Highlighted

Create a report of broken links

himasreep445197

14-08-2020

Hi,

I need to create a report on broken links inside the site, so please suggest me how to get the links from the page content and how to check whether the link is valid or invalid programatically.

 

Thanks in advance.

Replies

Highlighted

sunjot16

Employee

14-08-2020

You can write a groovy script that crawls over your /content/<site> looking for strings that start with /content. Then, use ResourceResolver to verify whether those paths exist.

 

The following links may be helpful:

a) Sample Groovy Script => https://gist.github.com/trekawek/72b3515a6641ca5f4b29

b) ResourceResolver API => https://helpx.adobe.com/experience-manager/6-4/sites/developing/using/reference-materials/javadoc/or...

c) Community Article => https://experienceleaguecommunities.adobe.com/t5/adobe-experience-manager/broken-link-scan/qaq-p/220...

 

I hope it helps. 🙂

Highlighted

himasreep445197

17-08-2020

Hi Ravi,

 

Thanks for your suggestion, actually I need to get the html content of an internal page in my servlet/service, so that I can get the href present in it. Can you help me in reading the content of a page in aem.

 

Thanks 

Himasree

Highlighted

himasreep445197

17-08-2020

Hi Sunjot,

I have no idea on groovy, my requirement is to be done in java using servlet/service.

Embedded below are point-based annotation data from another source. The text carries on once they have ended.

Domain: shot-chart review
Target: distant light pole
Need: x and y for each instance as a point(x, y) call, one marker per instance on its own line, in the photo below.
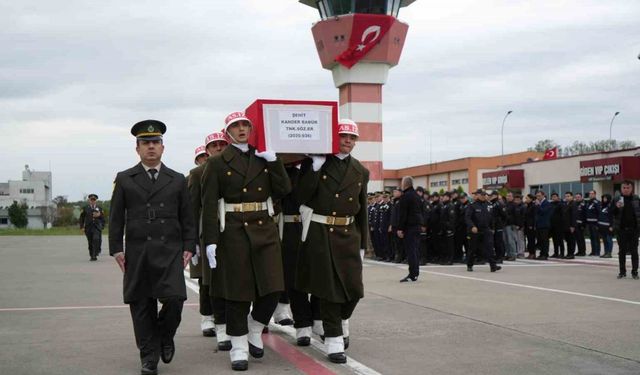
point(502, 139)
point(611, 124)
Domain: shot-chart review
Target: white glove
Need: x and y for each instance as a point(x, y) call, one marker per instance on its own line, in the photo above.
point(318, 161)
point(194, 258)
point(211, 255)
point(267, 155)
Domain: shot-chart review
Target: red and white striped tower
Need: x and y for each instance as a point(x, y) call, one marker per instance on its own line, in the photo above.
point(343, 27)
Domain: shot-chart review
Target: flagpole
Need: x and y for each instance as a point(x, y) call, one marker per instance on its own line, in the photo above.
point(502, 139)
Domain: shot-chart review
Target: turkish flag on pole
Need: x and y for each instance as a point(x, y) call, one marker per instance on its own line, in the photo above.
point(366, 32)
point(551, 153)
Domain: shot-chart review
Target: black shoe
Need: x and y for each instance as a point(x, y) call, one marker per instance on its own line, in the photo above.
point(409, 278)
point(211, 332)
point(286, 322)
point(303, 341)
point(167, 351)
point(255, 351)
point(149, 368)
point(338, 358)
point(240, 365)
point(224, 346)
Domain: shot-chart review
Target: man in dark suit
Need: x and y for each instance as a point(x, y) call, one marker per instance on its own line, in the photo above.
point(150, 204)
point(332, 192)
point(543, 224)
point(91, 224)
point(409, 225)
point(242, 240)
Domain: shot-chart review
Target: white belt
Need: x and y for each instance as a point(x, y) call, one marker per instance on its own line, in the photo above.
point(332, 220)
point(246, 207)
point(292, 219)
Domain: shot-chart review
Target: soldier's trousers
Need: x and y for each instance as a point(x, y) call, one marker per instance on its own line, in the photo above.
point(206, 303)
point(580, 242)
point(542, 237)
point(461, 245)
point(304, 307)
point(448, 248)
point(94, 240)
point(151, 327)
point(481, 242)
point(628, 244)
point(594, 236)
point(237, 312)
point(333, 314)
point(571, 242)
point(558, 242)
point(498, 243)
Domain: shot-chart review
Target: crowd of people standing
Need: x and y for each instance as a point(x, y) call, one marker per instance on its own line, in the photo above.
point(517, 225)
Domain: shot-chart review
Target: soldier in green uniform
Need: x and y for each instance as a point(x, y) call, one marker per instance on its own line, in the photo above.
point(211, 308)
point(332, 192)
point(241, 238)
point(151, 205)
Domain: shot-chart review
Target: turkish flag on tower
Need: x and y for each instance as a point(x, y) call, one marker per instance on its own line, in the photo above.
point(551, 153)
point(367, 31)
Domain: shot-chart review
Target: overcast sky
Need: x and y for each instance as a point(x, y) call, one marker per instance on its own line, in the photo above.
point(75, 75)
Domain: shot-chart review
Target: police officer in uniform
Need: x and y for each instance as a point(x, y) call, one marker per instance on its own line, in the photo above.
point(241, 238)
point(580, 225)
point(151, 204)
point(480, 223)
point(333, 196)
point(91, 224)
point(448, 217)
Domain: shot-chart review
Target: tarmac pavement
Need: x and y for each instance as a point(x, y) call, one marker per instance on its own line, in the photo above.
point(61, 314)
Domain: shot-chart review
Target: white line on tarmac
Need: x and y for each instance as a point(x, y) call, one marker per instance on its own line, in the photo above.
point(356, 366)
point(537, 288)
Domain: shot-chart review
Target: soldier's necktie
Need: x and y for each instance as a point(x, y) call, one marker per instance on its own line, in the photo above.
point(153, 172)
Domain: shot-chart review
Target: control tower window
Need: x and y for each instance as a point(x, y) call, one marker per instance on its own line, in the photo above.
point(341, 6)
point(371, 6)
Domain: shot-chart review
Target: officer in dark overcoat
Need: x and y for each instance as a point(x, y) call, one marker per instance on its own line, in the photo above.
point(91, 224)
point(241, 237)
point(479, 218)
point(333, 195)
point(151, 206)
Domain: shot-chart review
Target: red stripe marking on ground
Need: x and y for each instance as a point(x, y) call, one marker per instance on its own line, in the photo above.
point(54, 308)
point(582, 262)
point(302, 361)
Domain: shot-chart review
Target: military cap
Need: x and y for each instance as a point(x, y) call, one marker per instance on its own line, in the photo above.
point(149, 130)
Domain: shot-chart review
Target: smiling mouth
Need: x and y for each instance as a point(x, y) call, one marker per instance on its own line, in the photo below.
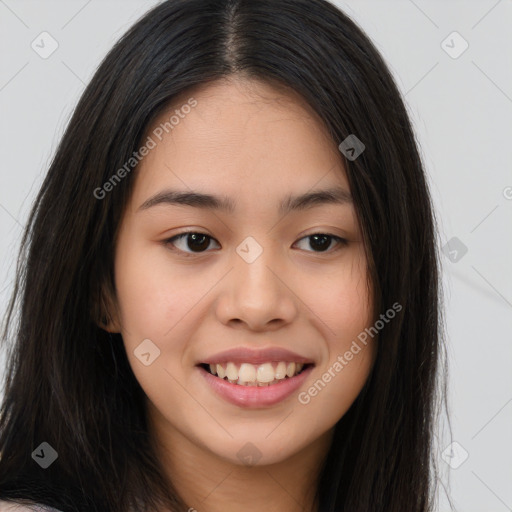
point(265, 374)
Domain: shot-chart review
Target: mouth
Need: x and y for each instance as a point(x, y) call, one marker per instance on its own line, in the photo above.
point(264, 374)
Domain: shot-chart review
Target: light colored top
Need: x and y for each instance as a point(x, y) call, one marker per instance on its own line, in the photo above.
point(9, 506)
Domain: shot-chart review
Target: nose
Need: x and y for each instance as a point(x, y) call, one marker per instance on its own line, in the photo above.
point(257, 295)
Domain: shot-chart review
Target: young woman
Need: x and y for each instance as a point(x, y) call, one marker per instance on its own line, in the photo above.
point(228, 284)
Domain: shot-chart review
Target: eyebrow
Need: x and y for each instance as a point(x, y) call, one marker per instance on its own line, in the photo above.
point(333, 195)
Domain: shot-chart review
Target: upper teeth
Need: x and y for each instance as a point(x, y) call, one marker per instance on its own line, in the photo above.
point(252, 375)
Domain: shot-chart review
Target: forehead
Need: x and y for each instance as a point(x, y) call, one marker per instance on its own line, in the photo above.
point(242, 139)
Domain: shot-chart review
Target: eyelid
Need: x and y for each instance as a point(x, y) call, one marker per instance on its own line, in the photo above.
point(342, 242)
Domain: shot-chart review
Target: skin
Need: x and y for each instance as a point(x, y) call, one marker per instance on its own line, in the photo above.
point(255, 144)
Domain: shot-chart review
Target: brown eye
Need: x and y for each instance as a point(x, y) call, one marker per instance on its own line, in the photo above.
point(194, 242)
point(321, 242)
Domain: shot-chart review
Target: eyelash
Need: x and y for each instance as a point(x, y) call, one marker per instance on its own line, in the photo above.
point(170, 241)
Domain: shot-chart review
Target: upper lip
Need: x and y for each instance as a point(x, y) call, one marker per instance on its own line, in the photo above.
point(255, 356)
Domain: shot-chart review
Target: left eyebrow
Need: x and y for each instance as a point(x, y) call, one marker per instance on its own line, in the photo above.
point(334, 195)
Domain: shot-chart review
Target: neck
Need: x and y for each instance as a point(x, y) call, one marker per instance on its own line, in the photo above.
point(207, 482)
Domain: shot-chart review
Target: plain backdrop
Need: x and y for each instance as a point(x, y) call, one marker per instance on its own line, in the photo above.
point(460, 100)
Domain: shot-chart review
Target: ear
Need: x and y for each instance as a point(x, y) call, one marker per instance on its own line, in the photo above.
point(105, 310)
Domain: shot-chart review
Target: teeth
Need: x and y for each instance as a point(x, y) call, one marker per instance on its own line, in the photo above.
point(220, 371)
point(231, 371)
point(281, 371)
point(264, 374)
point(247, 373)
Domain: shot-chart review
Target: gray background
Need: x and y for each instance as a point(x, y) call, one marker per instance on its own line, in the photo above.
point(461, 108)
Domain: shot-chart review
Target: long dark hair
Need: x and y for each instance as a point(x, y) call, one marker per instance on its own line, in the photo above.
point(69, 382)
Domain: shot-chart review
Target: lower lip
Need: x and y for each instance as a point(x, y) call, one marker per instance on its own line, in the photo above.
point(255, 396)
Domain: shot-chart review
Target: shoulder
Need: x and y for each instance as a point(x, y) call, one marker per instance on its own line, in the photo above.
point(10, 506)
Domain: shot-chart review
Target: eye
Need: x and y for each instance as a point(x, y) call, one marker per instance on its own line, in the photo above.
point(322, 241)
point(196, 242)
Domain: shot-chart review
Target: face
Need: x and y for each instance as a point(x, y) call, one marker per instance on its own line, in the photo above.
point(271, 288)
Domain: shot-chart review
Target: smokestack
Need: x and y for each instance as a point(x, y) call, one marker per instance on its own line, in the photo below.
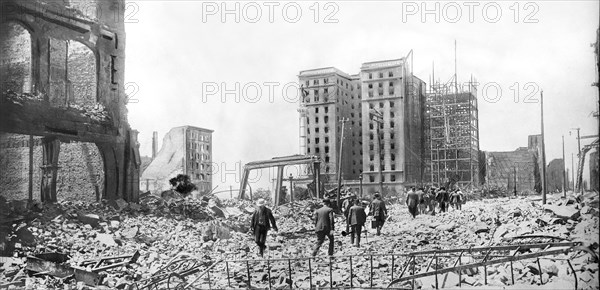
point(154, 144)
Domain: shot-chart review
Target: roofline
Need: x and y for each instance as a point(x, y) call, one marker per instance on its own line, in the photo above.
point(335, 71)
point(193, 127)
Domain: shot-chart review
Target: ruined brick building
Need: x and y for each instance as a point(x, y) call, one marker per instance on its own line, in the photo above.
point(63, 119)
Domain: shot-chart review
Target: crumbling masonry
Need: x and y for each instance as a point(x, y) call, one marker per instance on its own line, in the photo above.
point(63, 116)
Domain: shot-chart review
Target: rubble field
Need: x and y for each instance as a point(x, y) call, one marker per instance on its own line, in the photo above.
point(163, 230)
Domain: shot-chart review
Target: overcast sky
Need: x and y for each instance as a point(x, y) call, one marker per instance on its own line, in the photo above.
point(182, 55)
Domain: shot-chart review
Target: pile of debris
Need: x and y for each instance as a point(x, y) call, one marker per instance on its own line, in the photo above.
point(21, 98)
point(95, 112)
point(117, 244)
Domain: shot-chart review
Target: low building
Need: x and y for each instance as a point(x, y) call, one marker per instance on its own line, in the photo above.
point(515, 170)
point(185, 150)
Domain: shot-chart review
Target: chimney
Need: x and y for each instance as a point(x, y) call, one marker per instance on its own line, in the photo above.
point(154, 144)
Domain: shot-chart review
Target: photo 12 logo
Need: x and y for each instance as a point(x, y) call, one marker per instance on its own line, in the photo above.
point(454, 12)
point(254, 12)
point(250, 92)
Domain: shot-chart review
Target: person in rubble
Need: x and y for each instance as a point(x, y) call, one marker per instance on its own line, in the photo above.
point(457, 199)
point(431, 202)
point(379, 212)
point(412, 201)
point(442, 198)
point(346, 205)
point(356, 219)
point(422, 206)
point(324, 226)
point(262, 221)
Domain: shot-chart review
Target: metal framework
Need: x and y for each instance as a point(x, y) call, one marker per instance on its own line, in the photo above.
point(177, 274)
point(280, 163)
point(452, 134)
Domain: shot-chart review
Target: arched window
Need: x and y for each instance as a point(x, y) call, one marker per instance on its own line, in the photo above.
point(15, 58)
point(81, 74)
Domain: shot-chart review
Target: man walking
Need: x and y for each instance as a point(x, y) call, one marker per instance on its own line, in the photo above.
point(262, 220)
point(379, 211)
point(412, 201)
point(324, 226)
point(346, 205)
point(442, 198)
point(356, 219)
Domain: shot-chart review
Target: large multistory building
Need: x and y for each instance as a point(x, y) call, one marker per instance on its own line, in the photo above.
point(392, 143)
point(331, 97)
point(452, 135)
point(185, 150)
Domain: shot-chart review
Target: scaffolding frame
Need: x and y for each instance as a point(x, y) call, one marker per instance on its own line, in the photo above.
point(452, 134)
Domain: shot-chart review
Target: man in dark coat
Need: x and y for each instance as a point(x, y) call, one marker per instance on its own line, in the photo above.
point(379, 212)
point(442, 198)
point(348, 203)
point(356, 219)
point(324, 226)
point(262, 220)
point(412, 201)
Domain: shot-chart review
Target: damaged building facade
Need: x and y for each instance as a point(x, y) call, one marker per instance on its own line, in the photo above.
point(64, 132)
point(514, 170)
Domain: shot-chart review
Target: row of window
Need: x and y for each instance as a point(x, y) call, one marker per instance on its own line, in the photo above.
point(392, 178)
point(198, 166)
point(390, 74)
point(199, 147)
point(199, 136)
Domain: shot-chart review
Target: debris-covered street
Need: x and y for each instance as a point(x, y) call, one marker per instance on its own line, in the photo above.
point(163, 232)
point(150, 145)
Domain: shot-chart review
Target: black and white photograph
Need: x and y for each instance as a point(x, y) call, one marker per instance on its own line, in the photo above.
point(394, 144)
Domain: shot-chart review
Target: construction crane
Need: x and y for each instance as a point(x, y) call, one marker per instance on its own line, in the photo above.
point(581, 163)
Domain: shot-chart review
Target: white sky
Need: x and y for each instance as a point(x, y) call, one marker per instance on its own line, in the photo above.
point(172, 54)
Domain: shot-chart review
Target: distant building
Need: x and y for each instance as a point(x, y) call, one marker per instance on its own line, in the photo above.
point(185, 150)
point(594, 173)
point(554, 175)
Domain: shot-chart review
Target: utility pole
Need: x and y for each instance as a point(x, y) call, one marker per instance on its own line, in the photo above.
point(578, 156)
point(515, 180)
point(377, 117)
point(543, 150)
point(573, 172)
point(564, 172)
point(291, 190)
point(360, 180)
point(343, 121)
point(578, 140)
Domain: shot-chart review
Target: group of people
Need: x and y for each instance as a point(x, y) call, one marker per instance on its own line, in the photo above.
point(424, 201)
point(419, 201)
point(324, 221)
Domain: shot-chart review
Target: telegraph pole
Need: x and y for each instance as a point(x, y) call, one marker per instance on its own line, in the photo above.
point(564, 172)
point(377, 117)
point(543, 150)
point(343, 121)
point(573, 172)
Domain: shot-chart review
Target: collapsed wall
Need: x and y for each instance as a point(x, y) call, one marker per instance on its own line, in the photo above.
point(168, 162)
point(62, 82)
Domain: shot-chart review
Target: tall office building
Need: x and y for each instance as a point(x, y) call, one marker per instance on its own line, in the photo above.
point(390, 90)
point(387, 88)
point(331, 96)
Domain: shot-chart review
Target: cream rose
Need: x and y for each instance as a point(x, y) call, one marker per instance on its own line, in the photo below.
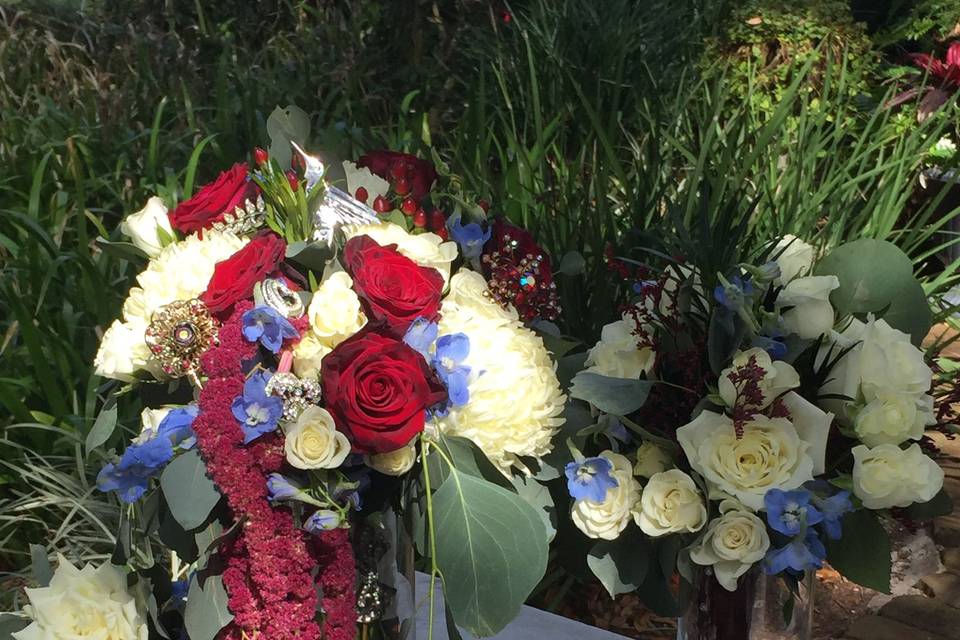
point(313, 442)
point(619, 354)
point(84, 603)
point(426, 249)
point(142, 227)
point(810, 313)
point(887, 476)
point(733, 543)
point(606, 520)
point(334, 311)
point(769, 455)
point(794, 257)
point(651, 460)
point(671, 503)
point(394, 463)
point(778, 378)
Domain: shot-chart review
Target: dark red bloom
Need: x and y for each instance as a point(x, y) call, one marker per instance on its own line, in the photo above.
point(392, 287)
point(233, 278)
point(395, 166)
point(519, 272)
point(231, 189)
point(377, 388)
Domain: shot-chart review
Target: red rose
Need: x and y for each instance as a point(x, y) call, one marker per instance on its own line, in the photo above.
point(233, 278)
point(231, 189)
point(394, 166)
point(392, 287)
point(378, 389)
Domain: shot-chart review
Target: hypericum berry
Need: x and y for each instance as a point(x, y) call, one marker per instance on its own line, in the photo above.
point(381, 205)
point(409, 207)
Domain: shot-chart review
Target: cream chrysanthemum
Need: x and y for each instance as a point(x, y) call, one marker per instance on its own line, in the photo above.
point(515, 401)
point(180, 272)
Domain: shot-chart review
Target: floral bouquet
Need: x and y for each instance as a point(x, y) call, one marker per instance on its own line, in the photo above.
point(324, 373)
point(751, 421)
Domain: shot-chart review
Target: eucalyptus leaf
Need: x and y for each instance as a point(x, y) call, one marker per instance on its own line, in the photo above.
point(491, 550)
point(619, 396)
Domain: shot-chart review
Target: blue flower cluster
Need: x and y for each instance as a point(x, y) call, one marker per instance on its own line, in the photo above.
point(795, 514)
point(146, 458)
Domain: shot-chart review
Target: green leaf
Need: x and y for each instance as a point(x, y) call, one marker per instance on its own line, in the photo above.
point(863, 553)
point(206, 613)
point(877, 277)
point(619, 396)
point(621, 565)
point(102, 428)
point(491, 551)
point(190, 494)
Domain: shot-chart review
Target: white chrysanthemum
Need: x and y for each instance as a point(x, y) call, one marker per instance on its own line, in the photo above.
point(180, 272)
point(92, 602)
point(515, 397)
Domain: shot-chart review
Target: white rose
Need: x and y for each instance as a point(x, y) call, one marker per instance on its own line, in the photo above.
point(619, 354)
point(605, 520)
point(890, 418)
point(733, 543)
point(671, 503)
point(426, 249)
point(334, 311)
point(84, 603)
point(794, 257)
point(362, 177)
point(396, 462)
point(810, 314)
point(887, 476)
point(778, 378)
point(308, 356)
point(769, 455)
point(313, 442)
point(651, 460)
point(141, 227)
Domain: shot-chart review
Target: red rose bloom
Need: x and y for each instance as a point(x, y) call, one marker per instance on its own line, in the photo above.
point(231, 189)
point(378, 389)
point(392, 287)
point(233, 278)
point(394, 166)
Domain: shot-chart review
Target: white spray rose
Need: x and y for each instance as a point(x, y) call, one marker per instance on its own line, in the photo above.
point(778, 378)
point(733, 543)
point(141, 227)
point(82, 603)
point(794, 257)
point(313, 442)
point(396, 462)
point(769, 455)
point(606, 520)
point(671, 503)
point(887, 476)
point(810, 314)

Please suggest me a way to get the content of internal page and read the href's present in it and check whether those links are valid or not using Java.

 

Thanks

Himasree

Highlighted

sunjot16

Employee

17-08-2020

Thank you for clarifying it. 🙂

 

You can use any HTML Parser library(eg: JSoup HTML Parser) to do that. Include that dependency in pom.xml file and then use it to read HTML content or even links on any internal page.

 

Sample Reference code can be found here:

https://mkyong.com/java/java-how-to-get-all-links-from-a-web-page/

 

You can include the similar code in your servlet to achieve your use case.

 

I hope it helps !! 🙂